Renata Ramos utilizou suas redes sociais para publicar um vídeo em que cobra a contratação de Profissional de Apoio Escolar (PAE), condição indispensável para que seu filho possa frequentar a escola e ter o direito à educação garantido por lei. O relato comoveu a população e ganhou ampla repercussão nas redes sociais.
Para Rafael Brito, a situação expõe a falta de prioridade da atual gestão com áreas essenciais como educação e inclusão.
“É desumano ver tanto dinheiro público sendo torrado em coisas que não funcionam e, ao mesmo tempo, ver mães suplicarem pelo direito de seus filhos estudarem. Esse descaso deve ser investigado pelo Ministério Público de Alagoas e pelo Ministério Público Federal! Não dá mais para fingir que está tudo bem quando claramente NÃO ESTÁ!”, cobrou o deputado alagoano.
No vídeo que viralizou, a mãe também questiona os altos gastos com festas e eventos promovidos pela Prefeitura, enquanto serviços básicos como educação e saúde enfrentam deficiências estruturais. A ausência de profissionais de apoio compromete não apenas o desenvolvimento das crianças com TEA, mas também o cumprimento da legislação que assegura educação inclusiva e digna.
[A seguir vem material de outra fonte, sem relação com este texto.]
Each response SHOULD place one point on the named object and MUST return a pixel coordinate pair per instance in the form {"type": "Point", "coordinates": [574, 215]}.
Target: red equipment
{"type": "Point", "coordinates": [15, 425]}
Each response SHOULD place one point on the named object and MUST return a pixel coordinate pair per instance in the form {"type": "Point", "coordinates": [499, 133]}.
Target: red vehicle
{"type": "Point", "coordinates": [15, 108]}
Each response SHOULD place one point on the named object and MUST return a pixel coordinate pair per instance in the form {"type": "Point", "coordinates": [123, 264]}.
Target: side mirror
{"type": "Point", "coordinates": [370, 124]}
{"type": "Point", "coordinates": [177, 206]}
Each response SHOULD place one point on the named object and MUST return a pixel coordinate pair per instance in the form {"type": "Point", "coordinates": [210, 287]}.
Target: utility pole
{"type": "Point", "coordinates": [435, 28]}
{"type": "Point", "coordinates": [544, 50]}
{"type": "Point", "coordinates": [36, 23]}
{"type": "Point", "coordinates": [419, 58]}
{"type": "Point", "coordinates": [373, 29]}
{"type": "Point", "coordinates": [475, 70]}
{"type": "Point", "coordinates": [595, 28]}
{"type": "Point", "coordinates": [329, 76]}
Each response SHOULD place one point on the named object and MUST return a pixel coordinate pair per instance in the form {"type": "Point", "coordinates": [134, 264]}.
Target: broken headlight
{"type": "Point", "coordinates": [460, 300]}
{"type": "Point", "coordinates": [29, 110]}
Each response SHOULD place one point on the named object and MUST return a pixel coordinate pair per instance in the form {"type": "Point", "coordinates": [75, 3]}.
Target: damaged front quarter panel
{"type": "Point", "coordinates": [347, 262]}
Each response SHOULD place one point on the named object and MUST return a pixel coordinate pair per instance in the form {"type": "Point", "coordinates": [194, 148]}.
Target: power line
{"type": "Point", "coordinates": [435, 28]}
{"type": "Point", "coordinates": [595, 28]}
Rafael Brito reforçou que educação não pode ser tratada como despesa secundária e que é dever do poder público garantir estrutura adequada, profissionais capacitados e respeito às famílias que lutam diariamente pelos direitos de seus filhos.
A nota de repúdio cobra providências imediatas da gestão municipal e a devida apuração dos fatos pelos órgãos de controle, para que situações como essa não continuem penalizando crianças e mães maceioenses.